“You have a case to answer” court tells Akpobolokemi, others
EFCC claimed the funds were approved by ex-President Goodluck Jonathan for the implementation of a security project.
The Economic and Financial Crimes Commission (EFCC) had on Dec. 4, 2015, arraigned Akpobolokemi alongside five others, for allegedly diverting N2.6 billion from the coffers of NIMASA between December 2013 and May 2015.
Also charged along with Akpobolokemi are: Ezekiel Agaba, Ekene Nwakuche, Governor Juan, Blockz and Stonz Ltd and Al-Kenzo Logistic Ltd.
The accused had pleaded not guilty to the 22 charges pressed against them.
The prosecution had then opened its case and during trial, called a total of 12 witnesses and tendered 77 exhibits in a bid to establish its case.
After the prosecution closed its case, the accused, through their lawyers, filed no-case submissions, contending that the prosecution failed to established a prima facie case against them to warrant their entering any defence.
They had urged the court to uphold the no case submission and discharge the accused.
Delivering his ruling on Monday, the trial judge, Justice Ibrahim Buba noted that a plethora of cases had been cited by learned counsel in arguing their application for a no case submission.
Buba, however, pointed out that in delivering ruling on such no case submission the court is enjoined to keep its ruling as short as possible.
He said: “There are a plethora of cases listed by counsel, but the court is enjoined not to write its ruling as if it is writing its final judgment, but must keep its ruling as short as possible”.
Buba held that the charge was before the court and its ingredients are clear.
“The court therefore, cannot see the fuse in the argument that the prosecution has not made out a prima facie case against the defendants."
“When a judge is faced with a ruling on a no case submission, it is permissible for the ruling to be brief and simply read: “you have a case to answer.
“Consequently, the no case submission fails and is hereby overruled”.
The court therefore, adjourned the case to Oct. 30, Nov. 7 and Nov. 9 for the defence to open its case.
The News Agency of Nigeria (NAN) reports that in arguing Akpobolokemi’s no-case submission, his lawyer, Mr Joseph Nwobike (SAN), had contended that the EFCC failed to link his client with the alleged diversion of funds from NIMASA.
He added that his signature to such effect was never shown to the court, as such the first accused could not be held liable because he did not approve the security project and money disbursed.
Nwobike had also described the evidence given against the accused by prosecution witness, as mere hearsay with no legal weight.
He, had therefore, urged the court to come to the conclusion, that the first accused cannot be called upon to enter any defence, because no prima facie case had been established against him.
Other defence counsels had also made their arguments on their no case submission.
In response, the prosecutor, Mr.
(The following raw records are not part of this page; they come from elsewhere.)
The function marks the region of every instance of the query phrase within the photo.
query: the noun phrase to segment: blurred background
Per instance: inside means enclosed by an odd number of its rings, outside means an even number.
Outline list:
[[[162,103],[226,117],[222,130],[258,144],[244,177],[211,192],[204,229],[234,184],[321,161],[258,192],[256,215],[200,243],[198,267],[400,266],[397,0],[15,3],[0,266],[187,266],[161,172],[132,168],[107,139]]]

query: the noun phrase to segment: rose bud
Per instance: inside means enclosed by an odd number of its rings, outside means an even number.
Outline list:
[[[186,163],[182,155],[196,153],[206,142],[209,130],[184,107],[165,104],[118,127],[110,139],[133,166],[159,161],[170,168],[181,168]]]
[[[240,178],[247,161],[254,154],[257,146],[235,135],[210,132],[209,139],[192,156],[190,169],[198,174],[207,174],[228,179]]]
Rotimi Oyedepo, maintained that the testimonies of the 12 witnesses and 77 exhibits tendered had successfully linked Akpobolokemi to the alleged fraud.
He had argued that being the head and chief accounting officer of NIMASA at the time of the alleged fraud, Akpobolokemi could not by any stretch of imagination, claim to be innocent.
The prosecutor had further argued that even if it was the former president that approved the security project, Akpobolokemi was the head of NIMASA at the time, and constituted a committee to handle the project and also approved its funds.
He further submitted that the prosecution had established that, rather than its intended purpose, the funds were illegally converted to the personal use of the accused.
In the 22 count charges, the EFCC alleged that the accused induced the Federal Government to approve and deliver to NIMASA the sum of N795 million under false pretence and that the sum represented the cost for the implementation of the Security Code in Nigeria.
The alleged offence contravened the provisions of Section 8 (a) of the Advance Fee Fraud and Other Fraud Related Offences Act, 2006.